Housing in Harlem had been erected for people with different cultures and family structures; 75% of the dwellings were built pre-1900. The average apartment had five to seven rooms and was intended for large families. Black migrants were younger and in need of smaller residences. In order to survive, during the 30’s, one in four blacks commercialized the large apartments. Many times rooms were sublet to strangers who were immoral and undesirable. Sometimes rent parties were held so that occupants of these large dwellings might not be evicted.
Life in Harlem was difficult. Because of segregation some Negroes formed their own businesses to serve black patrons. These businesses emphasized racial solidarity to solve black problems and encouraged a society in which Negroes could live untouched by discrimination, thereby undertaking an elevation process without white assistance or interference. These businesses had a difficult time surviving because of the social and economic conditions in Harlem which occurred during the Depression. Harlem never again recovered the glory of the renaissance and emerged as and remained a slum. A slum is defined as a poor, densely populated area of a city. Yet, even in decadence, the Negro urban resident had become resourceful and proud, had made cultural and political achievements, and had denounced American racism. The following quotation by a nineteen-year-old male Harlem resident summarized the purpose of this unit.
I would like to see the day when my people have dignity and pride in themselves as black people. And when this comes about, when they realize that we are capable of all things and can do anything under the sun that a man can do, then all these things will come about—equality, great people, presidents—everything.
Migrants demanded their rights, became aware of their ancestry and identified with Africa; at the same time they regarded blacks as a part of America.

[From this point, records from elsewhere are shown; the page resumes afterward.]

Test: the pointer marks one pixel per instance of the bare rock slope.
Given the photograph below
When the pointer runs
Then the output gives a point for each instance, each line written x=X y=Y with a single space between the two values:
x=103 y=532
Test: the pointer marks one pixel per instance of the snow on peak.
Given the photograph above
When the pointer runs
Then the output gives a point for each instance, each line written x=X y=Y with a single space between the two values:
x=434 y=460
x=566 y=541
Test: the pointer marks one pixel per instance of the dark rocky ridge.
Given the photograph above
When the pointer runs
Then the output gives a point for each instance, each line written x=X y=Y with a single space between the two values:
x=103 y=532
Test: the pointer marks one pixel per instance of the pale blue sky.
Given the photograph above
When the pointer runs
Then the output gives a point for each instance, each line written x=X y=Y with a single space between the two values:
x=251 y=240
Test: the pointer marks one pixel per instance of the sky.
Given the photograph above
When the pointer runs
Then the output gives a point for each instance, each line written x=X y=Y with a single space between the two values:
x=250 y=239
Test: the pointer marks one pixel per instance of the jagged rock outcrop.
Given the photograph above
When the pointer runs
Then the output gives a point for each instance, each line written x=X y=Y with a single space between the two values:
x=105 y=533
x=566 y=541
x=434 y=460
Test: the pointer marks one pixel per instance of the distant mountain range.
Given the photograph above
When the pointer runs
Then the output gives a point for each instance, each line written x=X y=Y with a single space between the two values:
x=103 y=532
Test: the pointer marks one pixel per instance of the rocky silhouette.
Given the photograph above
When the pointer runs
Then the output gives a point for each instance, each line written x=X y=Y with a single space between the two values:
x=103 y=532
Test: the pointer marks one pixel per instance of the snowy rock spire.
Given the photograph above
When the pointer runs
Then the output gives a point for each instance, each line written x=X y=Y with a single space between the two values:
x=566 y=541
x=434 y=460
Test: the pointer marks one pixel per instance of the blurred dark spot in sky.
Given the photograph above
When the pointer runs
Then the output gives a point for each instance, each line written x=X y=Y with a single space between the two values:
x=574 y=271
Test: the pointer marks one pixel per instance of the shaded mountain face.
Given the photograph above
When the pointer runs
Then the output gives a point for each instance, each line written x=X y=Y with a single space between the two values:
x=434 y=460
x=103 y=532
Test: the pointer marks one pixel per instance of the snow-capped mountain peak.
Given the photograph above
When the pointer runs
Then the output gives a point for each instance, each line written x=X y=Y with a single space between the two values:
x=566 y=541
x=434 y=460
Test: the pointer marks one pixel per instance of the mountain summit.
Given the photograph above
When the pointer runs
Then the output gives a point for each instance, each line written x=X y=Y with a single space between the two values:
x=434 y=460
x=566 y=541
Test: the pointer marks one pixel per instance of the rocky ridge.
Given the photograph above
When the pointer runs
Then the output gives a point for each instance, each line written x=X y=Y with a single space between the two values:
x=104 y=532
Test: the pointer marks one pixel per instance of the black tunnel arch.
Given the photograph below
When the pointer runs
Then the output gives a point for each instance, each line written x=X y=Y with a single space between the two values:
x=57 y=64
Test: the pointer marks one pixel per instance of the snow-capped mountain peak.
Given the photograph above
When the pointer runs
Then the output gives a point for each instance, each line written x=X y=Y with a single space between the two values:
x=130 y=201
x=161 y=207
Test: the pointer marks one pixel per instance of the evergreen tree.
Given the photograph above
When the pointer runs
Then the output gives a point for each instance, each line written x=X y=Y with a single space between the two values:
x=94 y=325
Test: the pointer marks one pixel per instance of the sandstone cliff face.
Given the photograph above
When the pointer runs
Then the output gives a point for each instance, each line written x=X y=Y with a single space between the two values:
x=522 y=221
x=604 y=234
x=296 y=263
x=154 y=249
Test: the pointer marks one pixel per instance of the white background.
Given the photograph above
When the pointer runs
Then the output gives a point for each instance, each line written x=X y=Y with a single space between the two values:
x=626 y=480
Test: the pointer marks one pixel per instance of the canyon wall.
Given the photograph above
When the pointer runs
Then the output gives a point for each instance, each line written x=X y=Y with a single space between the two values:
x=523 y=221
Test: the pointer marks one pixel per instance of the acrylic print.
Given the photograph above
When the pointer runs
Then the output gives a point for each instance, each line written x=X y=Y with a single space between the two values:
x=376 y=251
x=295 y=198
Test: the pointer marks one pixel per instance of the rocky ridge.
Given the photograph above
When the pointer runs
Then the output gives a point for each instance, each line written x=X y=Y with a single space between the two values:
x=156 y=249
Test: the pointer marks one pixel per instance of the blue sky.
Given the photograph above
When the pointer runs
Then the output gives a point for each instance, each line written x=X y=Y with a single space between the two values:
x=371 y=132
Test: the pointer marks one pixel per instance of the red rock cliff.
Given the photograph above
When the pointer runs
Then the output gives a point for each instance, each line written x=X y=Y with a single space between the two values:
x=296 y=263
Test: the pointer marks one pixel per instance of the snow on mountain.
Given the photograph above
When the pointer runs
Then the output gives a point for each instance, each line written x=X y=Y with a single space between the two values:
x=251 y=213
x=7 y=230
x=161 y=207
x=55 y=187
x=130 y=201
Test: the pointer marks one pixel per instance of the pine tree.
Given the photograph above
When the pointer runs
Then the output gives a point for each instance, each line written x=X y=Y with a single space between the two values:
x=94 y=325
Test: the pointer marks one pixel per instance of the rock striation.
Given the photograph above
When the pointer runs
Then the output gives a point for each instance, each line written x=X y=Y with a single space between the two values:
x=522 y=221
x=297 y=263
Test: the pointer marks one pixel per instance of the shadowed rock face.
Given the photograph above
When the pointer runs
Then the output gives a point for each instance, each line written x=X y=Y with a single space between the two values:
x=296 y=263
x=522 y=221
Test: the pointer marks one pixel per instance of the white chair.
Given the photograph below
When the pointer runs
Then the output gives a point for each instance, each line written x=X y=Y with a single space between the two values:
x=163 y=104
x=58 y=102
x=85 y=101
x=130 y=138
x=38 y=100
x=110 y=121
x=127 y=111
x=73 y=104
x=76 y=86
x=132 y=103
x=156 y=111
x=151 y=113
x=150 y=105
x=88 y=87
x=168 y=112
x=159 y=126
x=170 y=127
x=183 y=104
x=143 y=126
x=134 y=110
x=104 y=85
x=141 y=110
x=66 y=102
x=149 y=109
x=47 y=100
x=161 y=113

Today, 97% of the blacks in America reside in urban areas. However, a new trend has developed in some northern cities; some blacks are returning to the South. Although this is not true of all northeastern states, in Connecticut blacks are moving out faster than they are entering. A total of 10,300 more blacks moved out of Connecticut than into the state between the 1970 census and mid-1975, according to new figures on the racial composition of the population recently released by the Census Bureau. Connecticut’s net out-migration—5.7% of the state’s total black population—was the highest proportion of blacks moving out of any of the fifty states. Connecticut did not have a total loss of black population in 1970-75, however, because there were 17,000 more births than deaths among black residents who remained. The black population of Connecticut grew by 6,700—the difference between 17,000 excess births over deaths and the net outward migration figure of 10,300. In Connecticut’s case, blacks left because of the high cost of living and unemployment. Also, some Connecticut industries have relocated in southern areas. One example is the Seam Co., originally a New Haven factory, which moved to Atlanta, Georgia, because of lower production costs in the South.